As our society becomes ever more digitised, data are also becoming increasingly widespread in all sectors. More is now known about consumer trends, purchasing pathways as well as the day-to-day lives of the nation. Retail is thereby evolving and reinventing itself at an ever-faster pace: e-commerce, m-commerce, social networks and now V-commerce, centered on the use of virtual reality. A virtual reality which fosters a human and emotional dimension.
With big data becoming increasingly widespread, it is now easy, or even automatic, to save and analyse them. Data represent a fantastic source of relevant information on consumers: their desires, tastes, payment preferences, experiences, etc. A wealth of accurate and intimate knowledge about consumers’ behaviour.
Retailers have everything to gain by seizing on this information to improve their customer experience and optimise their points of sale (physical or virtual). Several service providers and suppliers have already made a move in this direction, offering solutions for brands and stores. For example, real time data analysis enables retailers to adjust their sales areas at any time, to replenish their stocks and assist the sales team in the store. The aim is to be able to offer consumers a unique retail experience which is fluid and free of any hitches.
Axis Communications, for example, is developing a camera equipped with an IP-based people-counting system to analyse customer flow, evaluate the impact of marketing operations and product presentation strategies, all with real-time access to statistics. Retailers can see straightway the most appealing or deserted areas of their store and rearrange the shelves or promotions accordingly.
Living retail for a real consumer
Consumers want their retail experience to be more human and authentic, corresponding to their expectations. Retail is appropriating the human dimension and brands are reviewing their strategy in order to develop a new relationship built on trust and complicity with their customers. Now is the time for transparency, an invitation to discover the technical and human skills which go into manufacturing a product or service.
For example, Fleury Michon is currently re-running its campaign which gives consumers a chance to see for themselves that their breeders do not use any antibiotics or GMOs. Competition winners can discover the manufacturing processes and meet producers during a trip to Brittany. Such a campaign focuses on the brand’s transparency and ethics to improve its relationship with consumers. Another example of a more human form of retail, Starbucks’ approach is based on the personalisation of drinks made unique thanks to the choice of various options and the customer’s name written on the cups.
To gain consumers’ trust and arouse a positive emotion in them, brands must evolve and build a new, more conversational relationship with their customers, notably through full digital. Artificial Intelligence, via chatbots and personal assistants, can free up sales assistants, enabling them to work on creating a relationship and empathising with shoppers.
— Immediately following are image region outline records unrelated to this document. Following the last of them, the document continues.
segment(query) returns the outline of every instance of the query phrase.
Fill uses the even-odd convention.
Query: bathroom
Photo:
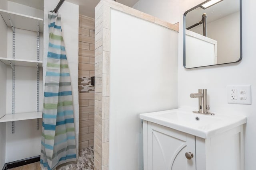
[[[4,10],[8,9],[7,8],[7,1],[5,0],[1,1],[1,2],[0,2],[0,8]],[[44,10],[46,10],[46,11],[45,11],[43,12],[42,14],[44,14],[45,16],[46,14],[47,14],[48,10],[52,10],[55,8],[58,1],[58,0],[50,1],[45,0],[44,8],[45,8],[46,6],[47,6],[47,9],[45,9]],[[65,22],[65,20],[69,20],[69,21],[70,20],[73,20],[73,21],[74,21],[75,20],[75,21],[76,22],[76,24],[78,25],[78,14],[77,11],[75,12],[75,11],[76,11],[78,9],[78,7],[74,6],[76,4],[71,4],[72,2],[71,0],[67,0],[64,3],[60,10],[60,13],[62,16],[62,21]],[[138,140],[138,145],[139,145],[137,146],[137,147],[141,150],[140,151],[138,150],[134,151],[134,149],[132,150],[132,148],[127,149],[128,147],[126,148],[126,147],[124,146],[124,145],[122,146],[122,147],[117,149],[118,150],[116,150],[114,149],[113,149],[112,150],[110,150],[110,154],[113,154],[112,156],[114,157],[111,158],[111,156],[110,156],[109,169],[142,169],[143,165],[142,156],[141,154],[139,154],[138,153],[142,153],[142,134],[141,134],[142,133],[142,124],[141,124],[141,120],[139,119],[138,114],[144,113],[174,109],[183,107],[192,107],[196,109],[198,106],[198,102],[196,99],[190,98],[190,94],[196,92],[198,91],[198,89],[208,89],[208,104],[210,105],[211,111],[217,113],[219,113],[223,114],[241,115],[245,116],[247,117],[247,123],[244,127],[245,169],[246,170],[255,169],[255,167],[256,167],[256,163],[254,163],[255,161],[254,160],[253,157],[252,156],[253,155],[254,153],[256,151],[255,150],[256,149],[254,147],[254,145],[256,142],[255,141],[256,140],[256,138],[255,137],[256,131],[254,130],[255,127],[254,122],[254,121],[256,121],[256,116],[253,115],[254,112],[254,109],[255,108],[253,106],[255,104],[254,103],[254,96],[256,95],[254,91],[256,89],[255,86],[256,83],[256,80],[254,80],[254,77],[251,76],[250,75],[253,75],[253,73],[256,71],[255,70],[256,68],[255,68],[255,67],[252,65],[254,62],[256,62],[256,59],[253,59],[254,58],[254,56],[256,55],[256,51],[254,49],[254,48],[253,47],[253,43],[252,43],[253,39],[256,38],[256,33],[253,31],[253,29],[256,26],[256,23],[255,21],[251,19],[252,16],[254,16],[256,14],[256,12],[255,12],[253,7],[256,5],[256,2],[252,0],[242,0],[242,59],[240,61],[232,64],[187,69],[185,68],[183,66],[183,14],[187,10],[203,2],[204,1],[201,0],[195,0],[193,1],[188,0],[183,1],[162,0],[160,2],[159,1],[156,0],[140,0],[138,2],[134,2],[134,4],[130,4],[129,5],[130,6],[133,8],[156,17],[162,20],[166,21],[172,23],[178,22],[179,23],[179,31],[178,33],[175,33],[176,34],[174,36],[176,36],[176,38],[177,39],[175,39],[175,41],[176,41],[174,42],[175,43],[174,43],[173,44],[174,47],[175,47],[176,49],[176,51],[175,51],[176,55],[172,56],[170,59],[172,60],[172,62],[170,63],[170,67],[171,68],[172,72],[164,74],[164,75],[154,74],[154,76],[152,76],[152,77],[153,78],[151,83],[152,84],[152,86],[156,88],[156,89],[154,89],[154,92],[157,92],[158,91],[159,93],[162,93],[165,91],[168,92],[166,93],[167,94],[165,98],[162,99],[157,98],[158,95],[156,92],[155,93],[151,93],[150,94],[150,95],[148,94],[148,92],[146,93],[146,92],[142,92],[142,93],[140,93],[140,92],[143,91],[144,89],[148,90],[149,89],[146,88],[146,86],[141,86],[141,84],[141,84],[141,83],[143,82],[142,82],[142,80],[138,77],[139,76],[137,76],[138,75],[141,76],[141,74],[140,74],[140,73],[137,72],[137,71],[134,71],[134,72],[132,70],[130,71],[131,72],[130,72],[130,75],[129,78],[130,79],[132,78],[132,80],[127,80],[126,78],[127,78],[127,77],[125,76],[124,76],[123,77],[122,76],[120,78],[119,78],[119,77],[118,77],[118,81],[123,81],[122,83],[122,82],[118,82],[119,83],[122,83],[121,84],[123,85],[122,89],[118,89],[118,90],[123,90],[122,92],[124,92],[124,93],[123,94],[123,94],[124,96],[136,96],[136,98],[140,100],[138,102],[135,99],[134,99],[134,100],[139,103],[141,106],[136,107],[136,106],[134,107],[135,105],[132,106],[133,104],[130,103],[130,100],[132,99],[127,99],[127,100],[125,100],[125,99],[122,99],[124,100],[124,103],[121,104],[124,104],[126,107],[125,108],[123,107],[118,109],[126,109],[127,107],[128,107],[131,109],[131,110],[132,109],[132,111],[135,110],[135,113],[137,113],[138,115],[137,117],[135,117],[134,119],[135,119],[135,120],[137,120],[137,121],[133,121],[129,122],[129,123],[128,123],[128,121],[128,121],[128,120],[127,119],[124,120],[124,121],[125,121],[124,122],[121,122],[120,121],[124,120],[125,117],[120,117],[120,119],[117,121],[116,124],[112,125],[110,123],[110,133],[113,132],[114,133],[119,133],[118,134],[121,134],[122,131],[123,129],[122,129],[121,127],[119,127],[118,126],[121,126],[122,124],[126,125],[126,129],[128,129],[129,127],[132,129],[134,128],[135,126],[137,126],[137,127],[138,127],[140,129],[136,129],[137,131],[134,133],[137,133],[136,134],[136,137],[136,137],[136,139]],[[87,2],[89,2],[90,1],[86,1],[84,3],[85,4],[84,5],[84,6],[86,6]],[[118,0],[117,0],[117,2],[125,4],[121,0],[120,1]],[[73,3],[75,4],[76,2],[74,1]],[[95,5],[96,5],[97,3]],[[71,7],[71,6],[72,8]],[[228,8],[228,7],[227,7],[227,8]],[[41,10],[43,11],[43,10]],[[74,12],[71,13],[71,10],[74,10]],[[89,11],[92,10],[85,9],[85,10]],[[17,12],[21,13],[22,12]],[[73,16],[70,16],[70,18],[68,18],[69,17],[68,16],[70,15],[71,14],[72,15],[76,15],[77,17],[75,20],[70,19]],[[94,16],[93,16],[91,17],[94,18]],[[44,20],[46,19],[45,16],[44,16],[44,17],[41,17],[41,18],[44,18]],[[45,22],[44,23],[48,23],[47,21],[46,22],[45,22],[45,21],[44,21],[44,22]],[[2,21],[1,23],[2,23]],[[3,26],[2,25],[2,23],[0,25],[1,27],[1,27],[1,30],[2,29],[4,29],[2,27]],[[4,26],[5,29],[6,29],[6,26],[5,25]],[[70,25],[69,24],[64,25],[63,25],[64,28],[65,26],[70,26]],[[78,27],[77,27],[75,29],[75,30],[70,31],[76,31],[78,33]],[[70,28],[66,28],[66,29],[69,29]],[[45,32],[46,29],[48,29],[47,27],[44,27],[44,31]],[[2,33],[2,31],[1,31],[1,32]],[[64,32],[64,33],[66,33]],[[69,41],[74,41],[74,39],[75,38],[77,38],[77,40],[78,40],[78,33],[77,33],[78,34],[77,37],[71,37],[72,36],[70,36],[70,35],[69,35],[68,33],[66,33],[68,35],[67,36],[69,37],[67,38],[68,39],[65,40],[66,43],[66,48],[68,49],[69,48],[68,46],[70,45],[66,44]],[[4,39],[2,38],[4,35],[1,35],[1,39]],[[42,35],[40,36],[42,36]],[[47,37],[48,35],[47,33],[44,33],[43,36],[44,37]],[[140,38],[142,38],[138,37],[136,38],[138,39],[138,41]],[[46,43],[47,45],[47,43],[46,42],[43,43],[42,42],[40,43],[41,43],[40,44],[44,44],[44,49],[40,49],[40,53],[43,51],[45,52],[45,50],[46,50],[47,51],[47,49],[46,49],[47,48],[47,46],[46,46],[45,44]],[[74,42],[70,41],[68,43],[70,43],[72,44]],[[9,44],[10,44],[10,42],[9,43]],[[78,46],[78,41],[76,43],[77,44],[76,45]],[[155,44],[154,45],[157,46],[157,49],[160,49],[159,50],[166,50],[166,48],[165,48],[164,46],[159,47],[159,45],[158,46],[157,43]],[[70,45],[71,46],[72,45]],[[2,52],[6,51],[5,50],[7,48],[6,46],[6,42],[3,42],[2,41],[1,41],[1,45],[0,46],[2,47],[0,47],[1,48],[1,54],[4,54],[3,53],[4,52]],[[134,52],[134,49],[133,49],[133,52]],[[78,54],[78,48],[76,49],[75,47],[74,49],[72,49],[72,50],[75,51],[75,53],[77,53]],[[42,57],[42,53],[40,53],[40,55],[42,55],[40,57]],[[132,54],[132,53],[130,54],[131,55]],[[1,56],[1,57],[5,57]],[[137,61],[137,60],[139,60],[138,59],[134,59],[134,62],[142,62],[143,61]],[[151,61],[151,62],[152,61]],[[131,62],[130,63],[132,64],[132,63]],[[126,66],[126,64],[128,64],[128,63],[124,63],[123,65],[122,65],[122,66],[124,68],[128,67],[128,66]],[[3,67],[1,66],[0,68],[2,68]],[[1,70],[0,74],[4,72],[3,70]],[[96,71],[95,71],[95,73],[96,72]],[[127,74],[128,74],[128,73],[126,73]],[[246,75],[247,75],[246,76]],[[250,76],[249,76],[249,75]],[[91,76],[93,76],[93,75],[88,75],[88,76],[91,77]],[[1,76],[2,77],[2,76],[1,75]],[[150,76],[150,75],[148,76]],[[164,77],[163,77],[164,76]],[[87,77],[87,76],[85,76]],[[141,78],[141,77],[140,77]],[[125,81],[126,80],[126,81]],[[166,80],[170,81],[168,82],[168,84],[171,84],[171,86],[169,86],[168,84],[161,83],[161,81],[167,81]],[[132,82],[132,83],[131,83],[131,82]],[[123,86],[125,85],[125,84],[126,84],[127,86]],[[167,85],[168,85],[168,86]],[[243,105],[228,103],[227,101],[227,86],[230,85],[251,85],[252,104],[250,105]],[[116,88],[118,88],[118,84],[117,83],[113,84],[113,85]],[[112,86],[112,84],[110,86]],[[3,84],[0,85],[0,88],[4,89],[5,88],[4,86],[4,85]],[[110,87],[110,88],[111,88]],[[42,89],[42,88],[41,88],[40,89]],[[130,90],[130,91],[127,90],[127,92],[125,92],[124,89],[132,89],[132,90]],[[96,91],[96,89],[95,89]],[[134,94],[132,94],[132,93],[134,92]],[[2,90],[1,91],[1,93],[2,94]],[[141,94],[140,96],[135,96],[136,93],[138,94]],[[151,95],[156,95],[155,96],[156,98],[154,99],[154,96]],[[149,98],[149,97],[152,97],[152,98]],[[96,96],[95,98],[96,98]],[[154,100],[152,100],[152,98]],[[156,99],[157,99],[157,100]],[[157,102],[159,103],[156,103]],[[40,105],[42,104],[42,102],[42,102],[40,103]],[[155,103],[154,103],[154,102]],[[0,104],[2,104],[2,100],[1,101],[1,103]],[[96,104],[96,102],[95,105]],[[146,106],[147,104],[150,105],[148,107],[146,108],[144,107],[144,106],[144,106]],[[120,106],[121,105],[120,104]],[[1,107],[2,107],[2,106],[1,105]],[[10,107],[11,108],[11,106]],[[41,108],[40,109],[42,109]],[[96,118],[95,119],[96,120]],[[96,122],[96,121],[95,121]],[[34,121],[32,122],[33,122],[32,123],[34,123]],[[21,125],[21,127],[22,127],[21,129],[24,128],[26,129],[26,128],[31,127],[29,125],[26,127],[23,127],[22,126],[22,125],[20,125],[20,123],[18,121],[15,122],[15,127],[16,128],[18,128],[19,125]],[[41,125],[40,123],[40,125]],[[140,125],[141,126],[139,126],[139,125]],[[32,150],[36,150],[36,149],[39,149],[39,152],[38,154],[32,154],[32,155],[30,155],[30,154],[28,154],[28,156],[25,157],[21,156],[22,158],[19,158],[19,156],[17,156],[19,154],[16,154],[15,152],[16,150],[18,150],[20,148],[22,147],[22,145],[20,145],[21,143],[20,142],[14,143],[13,144],[8,143],[8,142],[6,143],[6,141],[8,141],[7,139],[9,140],[12,139],[10,138],[10,136],[11,136],[12,134],[11,129],[10,130],[9,128],[10,125],[9,124],[8,126],[7,126],[5,123],[0,123],[0,168],[2,168],[2,167],[4,167],[4,164],[6,163],[40,154],[40,145],[39,143],[38,145],[31,145],[31,147],[33,148],[33,149]],[[111,129],[113,129],[111,128],[114,127],[113,126],[114,125],[116,126],[116,129],[118,129],[118,127],[120,127],[121,131],[117,132],[114,130],[112,131]],[[31,126],[33,125],[32,125]],[[129,127],[129,126],[130,126],[130,127]],[[18,130],[16,129],[16,131]],[[127,139],[128,140],[126,142],[127,143],[124,143],[124,145],[129,144],[131,141],[134,141],[134,138],[132,139],[126,138],[125,135],[127,135],[128,136],[128,135],[131,135],[130,133],[132,132],[129,133],[128,132],[124,132],[122,135],[121,136],[122,138],[124,138],[123,139],[125,139],[125,140]],[[16,134],[18,133],[18,131],[17,131],[15,134]],[[38,131],[36,131],[36,133],[37,137],[36,139],[34,139],[32,136],[29,136],[28,135],[28,137],[31,138],[31,139],[30,139],[30,142],[24,141],[22,142],[28,142],[28,145],[29,145],[33,143],[33,139],[38,141],[38,139],[40,142],[41,139],[40,133],[38,133]],[[23,134],[22,135],[23,135]],[[112,135],[110,134],[110,135]],[[113,135],[114,135],[114,134]],[[119,139],[118,137],[118,136],[116,136],[115,139],[117,141],[118,141],[118,140],[122,140],[122,139]],[[20,137],[18,136],[17,137]],[[19,141],[18,140],[18,139],[16,138],[14,139],[17,139],[17,141],[19,142]],[[90,143],[91,144],[92,143],[92,139],[91,138],[90,138],[89,140],[88,140],[88,146],[89,146],[89,141],[91,141]],[[94,142],[95,142],[94,141]],[[136,142],[137,143],[137,141]],[[111,143],[110,139],[110,143]],[[92,144],[90,146],[92,146]],[[6,146],[8,146],[8,150],[7,148],[6,147]],[[121,147],[120,145],[116,146],[117,147],[121,147],[122,145],[121,145]],[[14,150],[11,150],[10,151],[9,149],[11,149],[12,147],[14,148]],[[110,146],[110,148],[111,148],[111,146]],[[131,158],[131,156],[126,156],[126,155],[128,154],[128,153],[125,152],[127,152],[127,149],[129,150],[133,150],[133,152],[133,152],[132,151],[129,151],[130,152],[129,152],[129,154],[130,154],[130,155],[137,155],[136,156],[136,157]],[[25,152],[26,151],[22,151],[22,154],[26,154]],[[113,158],[116,157],[116,156],[117,155],[118,155],[119,158],[118,161],[113,160]],[[6,158],[6,156],[8,157],[8,159]],[[16,159],[14,158],[16,158],[16,156],[17,156],[18,159]],[[12,159],[12,158],[14,158]],[[227,158],[227,159],[228,158]],[[131,161],[133,163],[131,163]],[[119,162],[120,164],[118,165],[113,164],[117,164],[117,162]],[[111,164],[112,164],[111,165]],[[115,167],[115,166],[116,168],[111,168],[111,167]],[[132,168],[131,168],[132,167]],[[129,167],[130,168],[127,167]],[[104,169],[104,168],[102,167],[102,169]],[[101,168],[99,169],[101,169]]]

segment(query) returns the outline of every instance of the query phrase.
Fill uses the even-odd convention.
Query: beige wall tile
[[[94,29],[94,19],[86,16],[80,15],[79,27],[89,29]]]
[[[86,28],[79,27],[78,31],[79,34],[83,35],[84,35],[89,36],[90,35],[90,30]]]
[[[110,30],[103,28],[103,51],[110,51]]]
[[[109,162],[109,143],[108,142],[102,143],[102,166],[108,164]]]
[[[89,113],[82,113],[79,112],[79,121],[83,121],[89,119]]]
[[[94,121],[95,124],[94,124],[94,133],[96,133],[97,130],[98,132],[100,133],[100,134],[98,134],[98,135],[102,135],[102,122],[101,120],[101,117],[98,115],[94,115]],[[102,137],[100,138],[102,139]]]
[[[95,72],[94,71],[90,71],[89,73],[89,77],[92,77],[95,75]]]
[[[102,98],[102,119],[109,119],[109,97]]]
[[[95,115],[95,116],[96,116],[96,115]],[[96,127],[96,125],[94,126],[94,139],[97,137],[101,141],[102,133],[101,132],[97,129],[97,128],[98,128],[98,127]]]
[[[94,37],[82,35],[79,35],[79,41],[94,44]]]
[[[96,78],[95,78],[96,79]],[[102,94],[101,93],[95,93],[95,100],[102,101]]]
[[[90,93],[79,93],[79,98],[80,100],[94,99],[94,92],[90,92]]]
[[[80,107],[79,113],[84,114],[85,113],[89,113],[94,112],[94,106],[86,106],[86,107]]]
[[[101,163],[100,163],[98,159],[96,158],[98,158],[98,156],[97,156],[97,154],[95,153],[94,151],[94,170],[102,170],[102,169],[101,168]]]
[[[89,106],[94,106],[94,100],[92,99],[89,100]]]
[[[89,71],[78,70],[78,77],[89,77]]]
[[[100,117],[102,117],[102,109],[99,107],[94,107],[94,113],[95,115],[98,115]]]
[[[140,12],[140,18],[147,21],[155,22],[155,17],[144,12]]]
[[[102,15],[103,14],[103,2],[100,1],[99,4],[97,5],[95,7],[95,19],[97,19],[100,16]]]
[[[107,28],[108,29],[110,29],[110,7],[109,6],[104,5],[103,6],[103,27]]]
[[[79,54],[79,55],[82,56],[90,57],[94,57],[94,51],[91,50],[80,49]]]
[[[124,6],[123,9],[124,12],[126,13],[129,14],[136,17],[140,17],[140,11],[126,6]]]
[[[93,30],[90,30],[90,36],[94,37],[95,36],[95,31],[94,29]]]
[[[102,97],[110,96],[110,74],[102,74]]]
[[[79,141],[86,141],[92,140],[94,139],[94,133],[79,135]]]
[[[89,127],[89,133],[93,133],[94,132],[94,126]]]
[[[78,43],[78,47],[81,49],[89,50],[90,49],[90,44],[87,43],[79,41]]]
[[[88,143],[88,146],[89,147],[92,147],[94,145],[94,140],[93,139],[90,140],[89,141]]]
[[[102,77],[102,70],[100,70],[95,71],[95,78],[97,78],[98,77]]]
[[[93,44],[90,44],[89,49],[90,50],[94,51],[95,49],[95,45]]]
[[[99,100],[95,100],[95,106],[96,107],[97,107],[98,108],[99,108],[100,109],[102,109],[102,101],[100,101]]]
[[[98,78],[95,78],[95,85],[100,85],[102,84],[102,78],[99,77]]]
[[[95,92],[96,93],[102,93],[102,86],[100,85],[96,85],[94,86],[94,90]]]
[[[94,64],[95,63],[95,58],[94,57],[89,57],[89,63]]]
[[[102,168],[102,170],[108,170],[108,164],[104,165]]]
[[[89,127],[84,127],[79,128],[79,135],[89,133]]]
[[[94,119],[94,113],[89,113],[89,119]]]
[[[101,140],[98,137],[96,137],[94,136],[94,145],[97,145],[99,147],[99,149],[101,150],[102,145],[102,142],[101,141]]]
[[[109,141],[109,119],[103,119],[102,121],[102,143],[108,142]]]
[[[102,69],[102,63],[100,62],[95,64],[95,71]]]
[[[102,55],[102,73],[110,73],[110,52],[103,51]]]
[[[89,100],[79,100],[79,107],[89,106]]]
[[[86,148],[88,148],[88,141],[84,141],[82,142],[79,142],[79,149],[84,149]]]
[[[94,71],[94,64],[92,64],[79,63],[78,63],[78,69]]]
[[[86,50],[90,49],[90,44],[89,43],[79,41],[78,45],[78,47],[80,49],[84,49]]]
[[[78,62],[80,63],[89,63],[89,57],[85,56],[78,56]],[[86,69],[85,69],[86,70]]]
[[[94,119],[89,119],[79,121],[79,127],[88,127],[94,126]]]
[[[155,23],[163,26],[165,27],[167,27],[167,22],[165,21],[160,20],[157,18],[155,18]]]

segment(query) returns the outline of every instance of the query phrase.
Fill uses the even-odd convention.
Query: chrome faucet
[[[198,111],[193,111],[193,113],[208,115],[214,115],[212,113],[208,112],[207,110],[210,109],[207,105],[207,89],[198,89],[198,93],[191,93],[191,98],[198,98]]]

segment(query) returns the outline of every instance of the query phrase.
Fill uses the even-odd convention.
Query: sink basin
[[[207,139],[246,123],[246,118],[234,115],[204,115],[178,109],[140,114],[143,120]]]

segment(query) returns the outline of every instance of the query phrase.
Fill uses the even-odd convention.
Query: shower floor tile
[[[94,147],[89,147],[79,150],[79,157],[76,162],[71,162],[60,165],[56,170],[92,170],[94,169]],[[36,170],[41,169],[40,162],[9,169],[9,170]]]

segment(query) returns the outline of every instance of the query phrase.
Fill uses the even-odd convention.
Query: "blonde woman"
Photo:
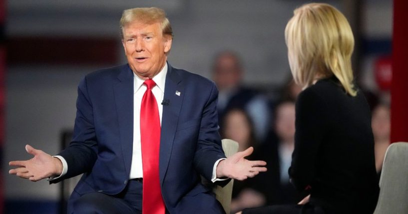
[[[309,3],[285,29],[296,101],[295,150],[289,176],[310,194],[296,205],[244,210],[247,214],[372,214],[379,187],[369,107],[354,83],[354,40],[332,6]]]

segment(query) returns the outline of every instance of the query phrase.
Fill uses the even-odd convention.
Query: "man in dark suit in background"
[[[167,63],[173,36],[164,11],[125,10],[120,26],[128,63],[80,83],[69,146],[52,157],[27,145],[34,157],[10,162],[9,173],[51,183],[84,173],[69,213],[223,213],[199,175],[222,185],[266,163],[244,158],[252,148],[225,159],[217,88]]]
Virtual reality for the benefit of human emotion
With the rapid rise of new technologies, the possibilities for brands are expanding: virtual reality, augmented reality, holograms hyper-personalisation.
The Japanese brand Uniqlo is taking the approach even further with its UMood application. The tool selects T-shirts from 600 different combinations based on the consumer’s mood. A headset connected to a screen analyses the customer’s face and selects T-shirts to match their current state of mind.
However, retailers need to be cautious with regard to the sometimes redundant ‘wow’ effect. Consumers are increasingly up to speed with the latest innovations and possibilities. It is therefore essential that the brands use these tools, not to create attention, but to add value to the customer experience and offer consumers a unique experience.
B2B is not to be outdone. Manutan, the office supplies distance selling specialist, has just launched an augmented reality application. Approved in user tests by its customers, it enables them to pre-visualise in their working environment the chairs, desks or cupboards they are interested in buying. The retailer is also experimenting with a chatbot assistant to facilitate and fluidify the purchasing pathway.
Likewise, advances in geolocation enable purchasing pathways and shoppers’ habits to be tracked. It is now possible, and even recommended, to adapt products and services to local specificities.
In France, Carrefour is also using digital technology to test solutions for simplifying their customers’ lives, such as the geolocation of its products in the stores.
The data produced by the consumer, used intelligently and combined with useful technological innovations, constitutes the grey matter of the 21st century. To ensure that customers are willing to share this information for hyper-personalised commercial purposes which are ultimately useful for their day-to-day lives, they must be able to choose a purchasing pathway which reflects their emotions. The challenge for brands and stores therefore lies in finding a way to exploit the personal data in a subtle, flexible and useful way in order to establish a lasting relationship of trust with the shopper.